The French Paradox and the American one. Ce qui se passe à Vegas reste à Vegas.

Mais est-ce réellement trahir un secret que de revenir sur la tempête que traverse actuellement l’industrie des compléments alimentaires, suite aux accusations de falsification d’ingrédients et d’étiquetage lancées par le General Attorney de New York Eric Schneidermann à l’encontre de certains acteurs du secteur.

Dans un débat organisé par le magazine Natural Products Insider, les porte-paroles des associations du secteur d’activité et les visiteurs ont pu échanger sur l’avenir de l’industrie qu’ils servent jeudi dernier, lors de l’ouverture du Supply Side 2015.

A mots à peine couverts, et avec force conviction,  tous ont dénoncé le manque de transparence de certains fabricants de produits finis. Opacité sur l’origine des ingrédients, fiches de spécifications imprécises, certificats d’analyses contestables, titration en actif annoncée sur l’étiquette et non respectée, refus de partager l’identité des fournisseurs d’ingrédients,   sont autant d’éléments qui jettent l’opprobre sur l’ensemble de la profession.

S’agit-il de manquements dans les process qualité et le suivi des fournisseurs, de sourcing hasardeux ou d’une volonté délibérée de tromperie ? Les questions sont nombreuses.
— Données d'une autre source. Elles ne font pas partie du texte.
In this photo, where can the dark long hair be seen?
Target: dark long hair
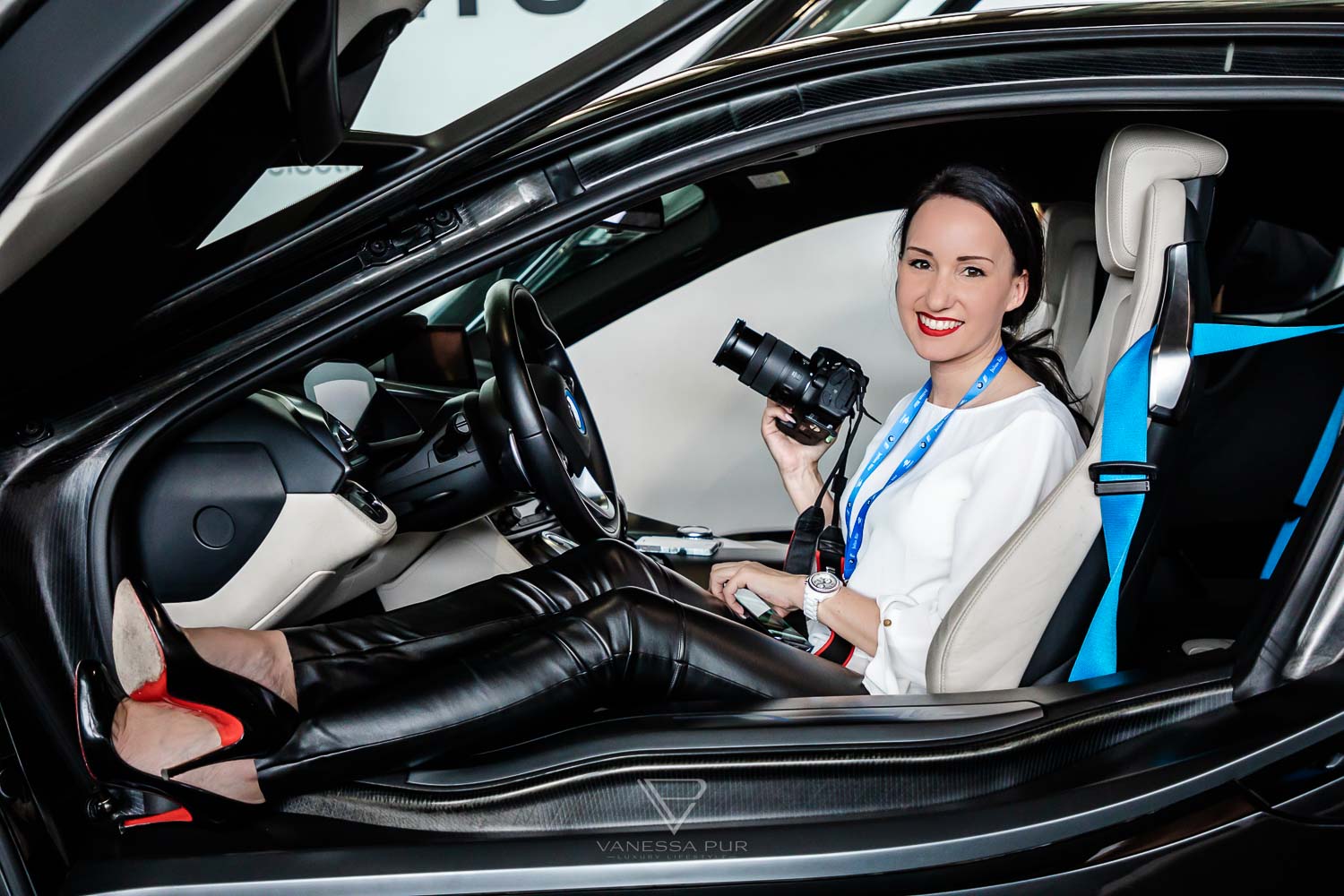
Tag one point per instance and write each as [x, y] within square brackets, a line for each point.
[1021, 226]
Elles portent sans conteste, atteintes à la confiance que les consommateurs placent dans la première industrie  de la supplémentation nutritionnelle au monde (37 Milliards de Dollars en 2014).

Loin de moi l’idée de porter un jugement depuis l’Europe sur des événements propres au marché américain. Nous avons eu ici aussi notre lot de scandales. Pourtant, alors que je parcours les allées du Supply Side, je ne peux m’empêcher de jeter un regard incrédule sur les annonces de nombre d’exposants.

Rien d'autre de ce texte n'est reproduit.